Court Jester

The Jester and the Fool. The Buffoon and the Idiot. Entertainers all?

It was quite common in medieval times for kings to employ a court jester to entertain at royal events. Although occasionally dressing as any servant, it was more usual for a jester to don an outlandish costume, one that suited the various actions of juggling, song and dance. Beyond the world of the court, jesters—sometimes referred to as fools—found their way into theatre, most notably the works of Shakespeare.

In both court and theatre, the jester or fool had a secondary role beyond mere entertainment. They were often artful and witty satirists, deftly ridiculing both king and guest. As noted in the writings of Shakespeare, the jester was a skillful actor whose cleverness was an inherent quality and a pre-requisite to success. In his play
Twelfth Night, he describes the jester Feste as “wise enough to play the fool.” In real life, a story is told of George Buchanan, jester to James the VI of Scotland, who tricked the king (briefly) into abdicating the throne to the jester, himself!

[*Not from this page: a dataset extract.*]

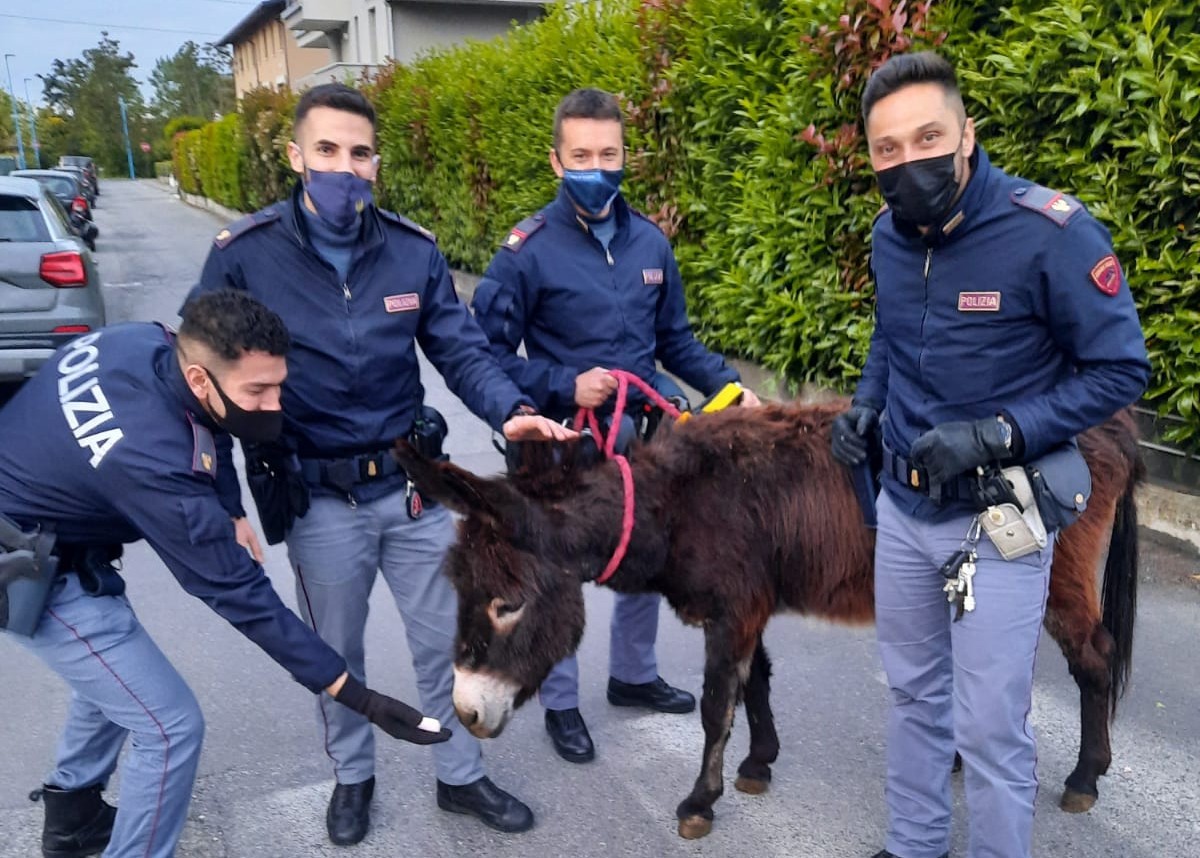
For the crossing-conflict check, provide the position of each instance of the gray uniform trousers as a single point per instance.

Danny Kaye, arguably one of the most gifted entertainers of all time, gave a convincing performance in the 1956 film
“The Court Jester”. In this movie, he joins with freedom fighters to expose the illegitimate king and cast off the shackles of tyranny. In the process he rescues and restore the rightful heir to the throne. Indeed, there was a social, entertaining, political, and literary role for court jesters and fools.

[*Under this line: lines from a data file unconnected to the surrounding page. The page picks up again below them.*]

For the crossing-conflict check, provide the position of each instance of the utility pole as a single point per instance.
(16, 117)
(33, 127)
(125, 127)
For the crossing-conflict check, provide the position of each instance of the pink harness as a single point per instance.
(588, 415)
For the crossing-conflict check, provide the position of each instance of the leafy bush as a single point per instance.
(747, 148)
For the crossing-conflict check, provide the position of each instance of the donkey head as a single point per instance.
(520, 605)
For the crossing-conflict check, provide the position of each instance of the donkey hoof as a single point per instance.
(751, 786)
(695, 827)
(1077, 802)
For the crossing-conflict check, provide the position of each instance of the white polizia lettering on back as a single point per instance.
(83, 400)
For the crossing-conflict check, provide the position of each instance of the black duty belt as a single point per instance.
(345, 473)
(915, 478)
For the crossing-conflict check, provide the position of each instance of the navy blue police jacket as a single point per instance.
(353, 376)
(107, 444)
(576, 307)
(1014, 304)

By contrast, buffoons and idiots are bereft of any social grace or value. In general, they do not possess any inherent qualities or wisdom. Not that they cannot also be entertaining. The difference is an oft-quoted distinction not to be forgotten: The jester or fool is someone we laugh
with, the buffoon or idiot is someone we laugh at. The jester knows he is a fool and does not take his antics seriously. The buffoon, usually unaware that he is an idiot, takes himself very seriously, assuming delusional importance.

A casual observer of modern America would suggest that the jester has returned. In entertainment, one need only look to television and the news media. They continually foist the absurdities of Donald Trump on an unsuspecting public. But is Trump a jester?

A careful observer would recognize not the resurgence of a jester, but the ubiquitous presence of a buffoon. Perhaps Trump intended to perform the role of jester or fool. Personally, I think that is too kind. A more accurate assessment is that Donald Trump is a buffoon who has clearly crossed the line. He has become merely an idiot.

Trump’s “birther” nonsense reached new heights when he made his offer to donate $5 million dollars to charity if President Obama would turn over his academic records and passport applications. Of course, it was not the campaign “game changer” that Trump promised. It was merely another example of his insatiable desire for attention. He proved this in his reaction to last night’s election tweeting that the election was “a total sham and a travesty”, that “the electoral college is a disaster for democracy” (even though Barak Obama won the majority of the popular vote, also!), and finally claiming, “We are not a democracy”.

Jester, fool, buffoon or idiot, there is something quite serious at play here. Trump will never achieve the self-importance that drives him to absurdity, both in thought and action. As the clever quip states, Trump “is a legend in his own mind.” Outside that mind, he gets a lot of attention. Therefore, it seems appropriate to question the media.

Is there any merit or justification to the attention Trump receives from television radio and print? If he contributed anything of value to American society, even if it were only being a jester, the answer would be yes. But he does not. The American media are simply playing into the hands of a self-indulgent buffoon. The fact that he is also a megalomaniac, makes all this attention dangerous. But there may be hope.

Trump’s real estate investments are ubiquitous, his buildings eponymously named. When Hurricane Sandy hit shore in Atlantic City, she seemed to take dead aim at Trump Plaza. It was quite a sight. The lights that usually spell out Trump’s name were like the lights in his head. They were out. Darkened. Nobody home. Perhaps the various media outlets could take a cue from Hurricane Sandy.

Sometimes we take ourselves too seriously, stripping the fun from life and politics. Maybe America would be well served by some incarnation of the court jester, a person wise enough to play the fool and entertain. One thing is certain, however. We do not need a buffoon. We do not need “Donald Trump, American Idiot”!